We interpret statutes to harmonize them. (E.g., Kaanaana v. Barrett Business Services, Inc. (2021) 11 Cal.5th 158, 175 [courts should construe statutes together and give effect to all parts of the statutory scheme].)
This canon of interpretation is basic. (E.g., Lexin v. Superior Court (2010) 47 Cal.4th 1050, 1090-1091 (Lexin); Scalia &Garner, Reading Law: The Interpretation of Legal Texts (2012) p. 252.)
These statutes have the same purpose, which is efficiently protecting the public from sex offenders. (Cf. Apple Inc. v. Superior Court (2013) 56 Cal.4th 128, 135 [when construing statutes, the fundamental task is to ascertain the intent of the lawmakers so as to effectuate the purpose of the statute].)
To put the plain English into Latin, these statutes are in pari materia. (Lexin, supra, 47 Cal.4th at pp. 1090-1091.)
The post-conviction passage of section 288.7 is relevant because it demonstrates a changing public attitude about the danger of sexual abuse of young children. When assessing the current risk Malbry might pose, it is appropriate for courts to take note of legislative actions bearing on the question.
Section 288.7 has expressed a new and significant legislative judgment about dangerousness. When Malbry was convicted, adult sexual intercourse with a child under 10 was generally illegal but was not the target of focused and heightened attention in California's criminal law. The public view today, however, is that adult intercourse with a young child is gravely dangerous and must be deterred with the severe penalty of 25 years to life in prison. The Legislature passed section 288.7 to express this magnified concern. Sections 288.7, 290, and 290.5 thus are complementary. They are not antithetical.
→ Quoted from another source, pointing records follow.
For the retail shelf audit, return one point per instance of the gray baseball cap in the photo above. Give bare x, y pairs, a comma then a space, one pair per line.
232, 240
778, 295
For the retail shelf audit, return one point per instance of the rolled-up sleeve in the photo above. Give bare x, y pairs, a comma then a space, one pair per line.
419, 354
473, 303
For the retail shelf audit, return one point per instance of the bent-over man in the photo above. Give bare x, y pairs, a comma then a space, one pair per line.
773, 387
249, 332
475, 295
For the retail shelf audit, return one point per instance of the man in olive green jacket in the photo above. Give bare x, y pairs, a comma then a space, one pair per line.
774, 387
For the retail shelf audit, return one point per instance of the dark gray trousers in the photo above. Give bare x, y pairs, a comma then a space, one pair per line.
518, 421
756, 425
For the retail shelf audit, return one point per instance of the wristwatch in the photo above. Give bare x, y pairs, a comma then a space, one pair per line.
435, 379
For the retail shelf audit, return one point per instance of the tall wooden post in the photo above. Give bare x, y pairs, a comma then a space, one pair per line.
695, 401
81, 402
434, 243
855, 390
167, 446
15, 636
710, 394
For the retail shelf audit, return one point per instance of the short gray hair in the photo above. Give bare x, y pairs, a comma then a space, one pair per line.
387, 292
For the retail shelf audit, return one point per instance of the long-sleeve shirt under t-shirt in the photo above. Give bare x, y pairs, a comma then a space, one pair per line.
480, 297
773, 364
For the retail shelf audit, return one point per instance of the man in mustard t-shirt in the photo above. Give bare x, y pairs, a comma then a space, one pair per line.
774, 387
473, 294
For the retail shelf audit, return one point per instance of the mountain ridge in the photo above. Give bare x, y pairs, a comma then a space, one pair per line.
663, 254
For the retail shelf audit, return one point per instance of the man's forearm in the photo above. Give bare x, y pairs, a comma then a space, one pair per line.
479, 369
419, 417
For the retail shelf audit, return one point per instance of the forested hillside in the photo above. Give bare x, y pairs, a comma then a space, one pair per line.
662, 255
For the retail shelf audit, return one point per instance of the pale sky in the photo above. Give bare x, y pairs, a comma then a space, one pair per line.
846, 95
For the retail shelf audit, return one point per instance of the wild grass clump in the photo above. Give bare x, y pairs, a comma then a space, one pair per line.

We do not hold Malbry's petition should be denied because he could have been convicted of violating section 288.7. Rather, the enactment of section 288.7 is significant because the Legislature, by increasing the penalty for adult sexual intercourse with a child under 10, expressed its view that this conduct posed a greater community hazard than previously thought. This legislative assessment influences our view of Malbry's present risk to the community.
We depart from Franco's analysis on this point. In any event, Franco is distinguishable from Malbry's case.
In Franco, the petitioner committed a single act of sexual intercourse with a young girl. (Franco, supra, 99 Cal.App.5th at p. 188.) Malbry offended hundreds of times, on a daily basis. And the petitioner in Franco touted "the progress he made in psychotherapy sessions, completion of a counseling program, and willingness to admit to the crimes and show remorse" and other factors that Malbry has omitted to mention. (Id. at p. 189.)
In sum, Franco does not show this trial court erred in finding "community safety would be significantly enhanced by requiring continued registration" by Malbry. (§ 290.5, subd. (a)(3).)
E
In a one-sentence argument, Malbry contends that, for the reasons he "discussed above" in his appellate brief, we should "reverse the part of the court's order precluding Mr. Malbry from filing another petition for a three-year period and instead remand with directions that Mr. Malbry be allowed to file a new petition after the minimum one-year period." Malbry's opening brief devoted no additional logic or authority to this point.
We decline to decide a separate issue on the basis of rote incorporation of reasoning "discussed above." Malbry's single sentence is insufficient to summon a further decision on a new topic. (E.g., Tilbury Constructors, Inc. v. State Comp. Ins. Fund (2006) 137 Cal.App.4th 466, 482.) ////
DISPOSITION
We affirm the order.
We concur: STRATTON, P. J. VIRAMONTES, J.